Things go smoothly for the next week, I'm sleeping with the OW (sans protection) and sleeping with the wife. I know, just plain sick so don't beat me over the head with it.

I plan another trip out of town for work and this time we goto TJ. All night partying and like they say for Vegas, what happens in TJ, stays in TJ. If I told the story of what happened I would get stoned.

Plan a 3rd trip out of town and this time to her home town. Meet the OW's mom and sister, gave my blah, blah speech and they're in love with me thinking I'm such a catch for their daughter. If they only knew, well they probably knew at the end.

Wedding day approaches, gave my 4th award winning performance to the OW saying I'll be out of town on the east coast for the next week so I won't be able to keep in touch. Get married, wife knows at this point I'm probably cheating but keeps it inside hoping I'm not.

About a week after the wedding I throw out the it's not you it's me speech to my wife and want to break things off. She finally realizes there is another woman and I tell here there is. Just didn't tell her how long it's been going on. Asks me if I'm sleeping with her and I just stare at her like a deer caught in the headlights. Never answered her.

Wife begs and pleads, wants to kill herself if I leave but i won't budge. I want the OW and nothing's gonna stop me. The entire family knows about it since the wife told my parents. I get the entire family and friends on my case, screw you guys and I disappear for a week. During this week I really go from low to lower and slept with another 3 girls all the while drinking myself to death if I could.

My life is out of control, I'm losing everything and have no idea what I'm doing anymore. But i still want the OW. I show up at her place and stay there for a couple of days and yes slept with her again, after having slept with the other 3 girls the week before.

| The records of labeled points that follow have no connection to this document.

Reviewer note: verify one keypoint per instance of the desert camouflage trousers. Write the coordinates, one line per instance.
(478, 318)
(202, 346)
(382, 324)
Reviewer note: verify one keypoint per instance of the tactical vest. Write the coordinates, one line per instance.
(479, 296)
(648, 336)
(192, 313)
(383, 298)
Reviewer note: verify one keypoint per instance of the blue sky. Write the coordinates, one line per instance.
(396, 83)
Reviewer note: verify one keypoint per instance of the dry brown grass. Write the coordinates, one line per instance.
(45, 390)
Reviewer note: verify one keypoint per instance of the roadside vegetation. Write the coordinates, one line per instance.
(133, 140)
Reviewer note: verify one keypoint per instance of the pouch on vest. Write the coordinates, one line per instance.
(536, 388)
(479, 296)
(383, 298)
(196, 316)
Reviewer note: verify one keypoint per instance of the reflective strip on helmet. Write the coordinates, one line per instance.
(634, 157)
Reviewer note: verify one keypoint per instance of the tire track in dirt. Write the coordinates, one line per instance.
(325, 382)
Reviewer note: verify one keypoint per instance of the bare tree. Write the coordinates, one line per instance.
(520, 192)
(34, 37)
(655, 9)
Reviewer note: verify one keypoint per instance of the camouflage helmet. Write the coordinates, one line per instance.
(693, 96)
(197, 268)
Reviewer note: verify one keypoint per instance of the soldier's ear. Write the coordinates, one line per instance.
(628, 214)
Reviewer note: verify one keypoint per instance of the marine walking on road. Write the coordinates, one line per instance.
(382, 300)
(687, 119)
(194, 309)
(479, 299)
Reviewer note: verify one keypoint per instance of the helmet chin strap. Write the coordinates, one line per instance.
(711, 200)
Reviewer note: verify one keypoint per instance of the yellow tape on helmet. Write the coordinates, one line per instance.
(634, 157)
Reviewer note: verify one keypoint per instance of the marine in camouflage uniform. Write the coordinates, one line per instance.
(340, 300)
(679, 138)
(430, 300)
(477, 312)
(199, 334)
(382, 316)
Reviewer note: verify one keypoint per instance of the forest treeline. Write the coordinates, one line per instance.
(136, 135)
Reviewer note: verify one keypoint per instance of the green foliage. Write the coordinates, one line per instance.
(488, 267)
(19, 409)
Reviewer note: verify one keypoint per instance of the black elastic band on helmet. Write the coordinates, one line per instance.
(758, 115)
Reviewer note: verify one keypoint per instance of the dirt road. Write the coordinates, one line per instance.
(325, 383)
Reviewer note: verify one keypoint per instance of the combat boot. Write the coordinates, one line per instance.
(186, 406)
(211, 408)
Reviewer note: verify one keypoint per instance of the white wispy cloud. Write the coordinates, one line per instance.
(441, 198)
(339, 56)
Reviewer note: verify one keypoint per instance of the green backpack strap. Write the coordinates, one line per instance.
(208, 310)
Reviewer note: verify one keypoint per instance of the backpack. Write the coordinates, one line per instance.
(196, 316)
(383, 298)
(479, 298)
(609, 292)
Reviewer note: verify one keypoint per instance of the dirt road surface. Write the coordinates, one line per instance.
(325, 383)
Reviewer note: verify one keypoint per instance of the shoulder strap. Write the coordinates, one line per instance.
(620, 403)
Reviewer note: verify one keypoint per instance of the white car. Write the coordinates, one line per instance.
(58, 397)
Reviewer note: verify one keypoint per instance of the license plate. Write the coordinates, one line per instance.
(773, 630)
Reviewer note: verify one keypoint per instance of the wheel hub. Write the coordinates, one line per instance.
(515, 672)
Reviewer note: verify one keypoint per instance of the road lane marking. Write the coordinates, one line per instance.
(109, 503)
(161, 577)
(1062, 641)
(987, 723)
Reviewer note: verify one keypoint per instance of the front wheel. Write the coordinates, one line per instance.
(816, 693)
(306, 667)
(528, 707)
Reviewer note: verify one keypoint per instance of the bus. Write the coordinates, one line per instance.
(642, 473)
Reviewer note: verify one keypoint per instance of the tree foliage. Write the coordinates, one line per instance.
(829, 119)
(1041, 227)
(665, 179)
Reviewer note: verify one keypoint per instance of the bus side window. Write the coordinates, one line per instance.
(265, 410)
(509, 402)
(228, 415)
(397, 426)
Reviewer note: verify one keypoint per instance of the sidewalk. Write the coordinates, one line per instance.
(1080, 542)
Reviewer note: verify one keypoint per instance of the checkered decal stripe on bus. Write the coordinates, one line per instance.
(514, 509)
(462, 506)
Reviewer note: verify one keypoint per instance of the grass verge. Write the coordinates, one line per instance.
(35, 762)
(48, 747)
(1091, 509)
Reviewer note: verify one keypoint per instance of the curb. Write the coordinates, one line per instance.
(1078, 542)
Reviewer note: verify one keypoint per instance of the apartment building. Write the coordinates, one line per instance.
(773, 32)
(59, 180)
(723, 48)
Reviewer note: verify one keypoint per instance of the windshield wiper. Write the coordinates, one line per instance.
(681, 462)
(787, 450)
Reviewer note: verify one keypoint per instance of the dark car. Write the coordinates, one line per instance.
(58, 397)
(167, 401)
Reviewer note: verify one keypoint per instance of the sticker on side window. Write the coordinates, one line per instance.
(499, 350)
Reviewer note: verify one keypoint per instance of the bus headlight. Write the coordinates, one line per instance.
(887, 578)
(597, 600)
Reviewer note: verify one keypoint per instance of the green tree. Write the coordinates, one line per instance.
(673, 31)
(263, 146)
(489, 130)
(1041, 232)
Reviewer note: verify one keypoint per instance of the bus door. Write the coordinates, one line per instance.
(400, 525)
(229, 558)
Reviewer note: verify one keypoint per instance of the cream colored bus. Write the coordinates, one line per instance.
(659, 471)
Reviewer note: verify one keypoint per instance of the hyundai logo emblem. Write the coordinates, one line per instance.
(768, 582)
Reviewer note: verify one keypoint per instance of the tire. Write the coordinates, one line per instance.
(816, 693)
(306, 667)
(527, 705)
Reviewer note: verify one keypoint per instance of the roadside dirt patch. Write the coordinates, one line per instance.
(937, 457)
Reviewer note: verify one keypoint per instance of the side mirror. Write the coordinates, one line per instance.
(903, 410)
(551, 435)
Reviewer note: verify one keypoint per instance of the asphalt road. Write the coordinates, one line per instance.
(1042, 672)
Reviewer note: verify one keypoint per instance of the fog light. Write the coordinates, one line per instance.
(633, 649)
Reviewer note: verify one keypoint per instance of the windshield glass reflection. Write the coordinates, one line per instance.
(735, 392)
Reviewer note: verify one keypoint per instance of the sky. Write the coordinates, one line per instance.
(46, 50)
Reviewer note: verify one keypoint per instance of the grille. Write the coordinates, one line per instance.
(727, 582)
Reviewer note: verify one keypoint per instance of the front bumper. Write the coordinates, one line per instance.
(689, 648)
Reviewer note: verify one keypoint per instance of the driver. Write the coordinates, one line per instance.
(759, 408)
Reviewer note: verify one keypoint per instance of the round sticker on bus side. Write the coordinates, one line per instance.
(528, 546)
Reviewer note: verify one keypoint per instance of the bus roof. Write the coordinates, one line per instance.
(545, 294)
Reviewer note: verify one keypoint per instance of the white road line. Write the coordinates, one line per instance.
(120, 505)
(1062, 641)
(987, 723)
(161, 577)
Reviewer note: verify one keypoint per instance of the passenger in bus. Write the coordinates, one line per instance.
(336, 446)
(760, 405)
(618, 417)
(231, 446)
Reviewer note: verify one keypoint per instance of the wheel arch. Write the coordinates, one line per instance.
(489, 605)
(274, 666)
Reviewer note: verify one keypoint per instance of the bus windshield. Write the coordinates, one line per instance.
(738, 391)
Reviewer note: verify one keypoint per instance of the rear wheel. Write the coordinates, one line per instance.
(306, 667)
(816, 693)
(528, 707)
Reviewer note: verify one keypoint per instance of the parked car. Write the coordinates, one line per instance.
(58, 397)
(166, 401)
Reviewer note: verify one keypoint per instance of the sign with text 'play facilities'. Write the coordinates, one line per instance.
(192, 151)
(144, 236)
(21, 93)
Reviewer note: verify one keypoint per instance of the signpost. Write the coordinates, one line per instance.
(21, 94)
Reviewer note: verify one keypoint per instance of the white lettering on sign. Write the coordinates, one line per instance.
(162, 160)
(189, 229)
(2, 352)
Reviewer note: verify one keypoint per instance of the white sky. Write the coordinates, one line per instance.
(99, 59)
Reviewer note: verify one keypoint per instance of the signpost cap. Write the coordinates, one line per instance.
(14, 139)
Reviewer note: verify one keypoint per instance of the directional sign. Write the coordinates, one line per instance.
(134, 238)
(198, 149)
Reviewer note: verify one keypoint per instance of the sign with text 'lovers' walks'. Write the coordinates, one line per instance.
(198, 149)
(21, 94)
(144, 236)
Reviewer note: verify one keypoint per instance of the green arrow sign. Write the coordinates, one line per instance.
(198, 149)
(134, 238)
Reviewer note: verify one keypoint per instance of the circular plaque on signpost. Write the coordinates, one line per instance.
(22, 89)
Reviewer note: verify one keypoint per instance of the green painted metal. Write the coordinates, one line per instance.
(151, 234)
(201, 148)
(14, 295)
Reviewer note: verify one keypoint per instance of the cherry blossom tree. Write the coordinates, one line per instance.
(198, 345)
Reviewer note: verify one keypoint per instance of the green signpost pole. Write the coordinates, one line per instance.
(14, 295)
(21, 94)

My wife is blowing up my phone, leaving hundreds of messages for me to come home to work it out, I ignore her because I know if all else fails I can still fall back on her. After a couple of days with the OW I finally head home to talk to the parents and my wife.

Well, at this point my wife had found out that this girl frequents the bar I used to goto, so the day I go home my wife had showed up at the bar with our wedding pictures to show the OW the pictures and prove to the OW that I was the liar and we were actually married.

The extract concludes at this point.